Scientists compared four types of toddler food products specifically toddler cereal bars, cookies or biscuits, fruit snacks and yogurt and their adult equivalents. They observed that nutritionally baby or toddler food was not better than adult food in terms of sugar and in some cases toddler food fared worse.
Elliott shares, “Assessing sugar levels in baby and toddler foods is challenging because there is currently no universally accepted standard. While the American Heart Association (AHA) recommends that adults should limit their consumption of added sugars to six teaspoons a day for women and nine teaspoons a day for men, these recommendations do not extend to children or toddlers. In fact, the AHA has not published specific ‘added sugar’ recommendations for children or toddlers even though high sugar foods are deliberately created for them. Health Canada, similarly, offers no direct recommendations or cautions regarding sugar intake or upper limits on the intake of added sugar for very young children, or for toddlers, per se.”

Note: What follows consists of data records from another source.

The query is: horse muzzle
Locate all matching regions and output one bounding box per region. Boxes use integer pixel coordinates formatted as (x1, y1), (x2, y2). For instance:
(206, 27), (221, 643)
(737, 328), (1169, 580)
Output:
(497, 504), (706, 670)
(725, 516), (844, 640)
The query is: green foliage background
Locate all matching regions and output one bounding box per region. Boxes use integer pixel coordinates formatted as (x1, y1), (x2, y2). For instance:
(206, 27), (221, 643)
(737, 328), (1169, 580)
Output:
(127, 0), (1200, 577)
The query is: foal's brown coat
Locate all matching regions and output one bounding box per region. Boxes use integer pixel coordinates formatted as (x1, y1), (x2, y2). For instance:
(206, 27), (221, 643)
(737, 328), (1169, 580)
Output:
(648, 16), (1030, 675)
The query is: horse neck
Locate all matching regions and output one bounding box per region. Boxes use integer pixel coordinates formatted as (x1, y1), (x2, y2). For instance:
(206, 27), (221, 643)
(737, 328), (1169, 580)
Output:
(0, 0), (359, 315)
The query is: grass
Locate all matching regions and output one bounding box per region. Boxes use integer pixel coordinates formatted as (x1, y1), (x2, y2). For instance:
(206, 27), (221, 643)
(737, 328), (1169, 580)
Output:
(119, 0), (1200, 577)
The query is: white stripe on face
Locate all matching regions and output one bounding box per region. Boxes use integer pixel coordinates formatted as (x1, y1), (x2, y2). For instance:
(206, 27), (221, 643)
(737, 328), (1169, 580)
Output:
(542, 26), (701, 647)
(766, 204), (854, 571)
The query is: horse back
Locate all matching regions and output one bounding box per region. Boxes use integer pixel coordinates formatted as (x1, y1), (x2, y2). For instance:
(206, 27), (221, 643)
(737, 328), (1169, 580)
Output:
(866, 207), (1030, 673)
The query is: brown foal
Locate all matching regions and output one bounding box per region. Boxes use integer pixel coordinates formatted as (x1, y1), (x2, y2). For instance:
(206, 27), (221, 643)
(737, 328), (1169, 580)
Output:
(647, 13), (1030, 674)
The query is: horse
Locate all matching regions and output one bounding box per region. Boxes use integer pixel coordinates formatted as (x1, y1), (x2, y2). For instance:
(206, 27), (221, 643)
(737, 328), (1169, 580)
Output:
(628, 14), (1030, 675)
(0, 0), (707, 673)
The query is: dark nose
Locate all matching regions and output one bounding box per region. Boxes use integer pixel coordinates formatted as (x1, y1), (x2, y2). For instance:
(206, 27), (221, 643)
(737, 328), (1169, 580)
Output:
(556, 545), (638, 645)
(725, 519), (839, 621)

Previous analysis revealed that if foodstuffs contain more than 20 percent of calories from sugar they are considered of poor nutritional quality. Scientists observed this criterion in more than half of the products they evaluated. Forty percent products like corn syrup, cane syrup, brown sugar highlighted the sugar content in the first four ingredients mentioned on the label. And about 19 percent listed as their first or second ingredient.
Elliott reveals, “The study contained baby food desserts and ‘premium organic cookies’ for toddlers products that would be target adult tastes, as there is no nutritional reason that babies should complete their meals with Banana Coconut Cream Dessert puree or cookies, organic or otherwise. Equally significant is the way such products steer our youngest consumers down the wrong path in terms of reinforcing tastes for sweet foods.”
Experts suggest that the ingredient list should be carefully inspected before dropping things in the trolley as you walk down the supermarket. Some products include sugar naturally occurring in fruits whereas some contain added sugars. However scientists do not find the necessity to add sugar in baby or toddler products.
This article is published in the advanced online version of the Journal of Public Health.